Application of the Law to the Facts of the Problem
Mr Chan took goods by himself suggests that there is a show of goods in the MJ Supermarket and allows clients to voluntarily pick goods they like and purchase from the counter. “In the instance of Fisher V Bell [ 1960 ] 3 All ER 731. DC it was a statutory offense under the Restriction of Offensive Weapons Act 1959 to offer for sale any of assorted points. including flick-knives. A Bristol tradesman R displayed such a knife in his window. with a ticket reading “Ejector knife – 4s. ” [ 4 shillings = 20p ] . and was prosecuted for an offense under the Act. The Divisional Court took a actual reading of the legislative act and said he had committed no offense: the show was an invitation to handle. non an offer to sell” ( Rahman. 2011 ) . In relation to the Mr Chan’s scenario. this instance can be used to warrant an statement of altering head at any point of purchase before a contract is made. Therefore Mr Chan’s determination to go forth the goods without purchasing is acceptable based on Fisher’s instance.
“In the instance of Pharmaceutical Society v Boots [ 1953 ] 1 All ER 482. CA certain merchandises that were to be sold merely under the supervising of a registered druggist were displayed on shelves in a self-service store. The Pharmaceutical Society of Great Britain ( who are responsible for implementing this statute law ) brought a prosecution against the store for leting clients to purchase these merchandises by assisting themselves. but the Court of Appeal ( continuing Lord Goddard CJ ) said they had no instance. The client holding selected the goods made an offer to buy when he took them to the hard currency desk. and there was a registered druggist oversing that point at which the sale took place” ( Rahman. 2011 ) . Mr Chan does non take the goods to the gross revenues counter. In the instance it is besides mentioned that he was still looking for goods to purchase. However. he revoked from the procedure of doing an offer to the gross revenues staff when he got a phone call. As mentioned in the Boots instance. the action by Mr Chan indicates that he did non decently finish an offer to buy. In other words. he was involved in an invitation to handle from the MJ Supermarket.
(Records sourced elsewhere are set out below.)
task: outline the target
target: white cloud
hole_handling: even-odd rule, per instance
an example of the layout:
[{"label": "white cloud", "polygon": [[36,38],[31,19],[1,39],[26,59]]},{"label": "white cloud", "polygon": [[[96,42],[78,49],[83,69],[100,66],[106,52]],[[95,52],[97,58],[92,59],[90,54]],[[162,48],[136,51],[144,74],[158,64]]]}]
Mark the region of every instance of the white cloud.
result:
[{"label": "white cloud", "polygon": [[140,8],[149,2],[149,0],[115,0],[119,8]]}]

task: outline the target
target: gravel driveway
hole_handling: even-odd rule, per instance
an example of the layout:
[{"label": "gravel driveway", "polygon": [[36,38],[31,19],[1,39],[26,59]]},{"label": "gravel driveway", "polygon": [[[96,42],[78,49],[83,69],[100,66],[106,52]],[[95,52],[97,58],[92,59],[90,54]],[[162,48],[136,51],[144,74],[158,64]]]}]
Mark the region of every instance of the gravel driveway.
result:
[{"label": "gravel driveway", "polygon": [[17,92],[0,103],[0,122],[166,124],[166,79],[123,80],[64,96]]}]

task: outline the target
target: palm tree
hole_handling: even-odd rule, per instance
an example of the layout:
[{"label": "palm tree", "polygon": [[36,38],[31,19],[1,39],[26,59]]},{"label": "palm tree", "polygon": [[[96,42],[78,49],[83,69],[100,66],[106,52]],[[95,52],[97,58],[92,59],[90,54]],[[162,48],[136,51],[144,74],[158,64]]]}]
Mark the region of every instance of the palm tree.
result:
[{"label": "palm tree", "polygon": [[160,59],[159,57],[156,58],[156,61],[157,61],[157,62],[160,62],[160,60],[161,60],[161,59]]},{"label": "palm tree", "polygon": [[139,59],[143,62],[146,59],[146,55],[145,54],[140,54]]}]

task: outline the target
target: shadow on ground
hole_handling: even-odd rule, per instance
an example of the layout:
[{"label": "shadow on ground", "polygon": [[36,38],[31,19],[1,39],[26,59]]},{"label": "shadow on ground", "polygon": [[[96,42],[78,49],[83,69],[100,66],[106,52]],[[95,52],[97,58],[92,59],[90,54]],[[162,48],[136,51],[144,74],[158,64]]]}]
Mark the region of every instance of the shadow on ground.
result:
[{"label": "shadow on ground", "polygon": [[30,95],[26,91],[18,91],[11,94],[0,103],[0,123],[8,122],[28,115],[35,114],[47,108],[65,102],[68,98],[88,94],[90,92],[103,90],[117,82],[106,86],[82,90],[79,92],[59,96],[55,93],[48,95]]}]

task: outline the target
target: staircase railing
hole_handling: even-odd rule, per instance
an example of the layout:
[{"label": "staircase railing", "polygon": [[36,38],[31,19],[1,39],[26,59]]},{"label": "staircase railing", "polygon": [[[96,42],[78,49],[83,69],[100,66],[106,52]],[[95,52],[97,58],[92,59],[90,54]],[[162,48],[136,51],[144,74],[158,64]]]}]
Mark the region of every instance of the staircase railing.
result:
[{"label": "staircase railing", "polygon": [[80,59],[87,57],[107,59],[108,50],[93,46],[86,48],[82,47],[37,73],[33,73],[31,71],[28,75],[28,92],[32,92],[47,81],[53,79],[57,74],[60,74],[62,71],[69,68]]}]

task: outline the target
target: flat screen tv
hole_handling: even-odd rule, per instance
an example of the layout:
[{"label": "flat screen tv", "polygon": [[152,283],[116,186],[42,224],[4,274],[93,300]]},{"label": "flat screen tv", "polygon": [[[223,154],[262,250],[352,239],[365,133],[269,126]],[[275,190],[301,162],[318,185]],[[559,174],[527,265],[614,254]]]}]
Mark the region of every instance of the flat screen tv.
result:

To finish a contract between Mr Chan and MJ Supermarket. there is should clear communicating of an offer and credence between both parties. Based on the discussed instances above. the show of goods are considered as an invitation to handle. Mr Chan does non finish an offer to buy the goods as he discontinue his procedure of buying in the center before taking goods to the gross revenues counter. Futhermore. the MJ Supermarket does non hold cognition of a possible offer from Mr Chan.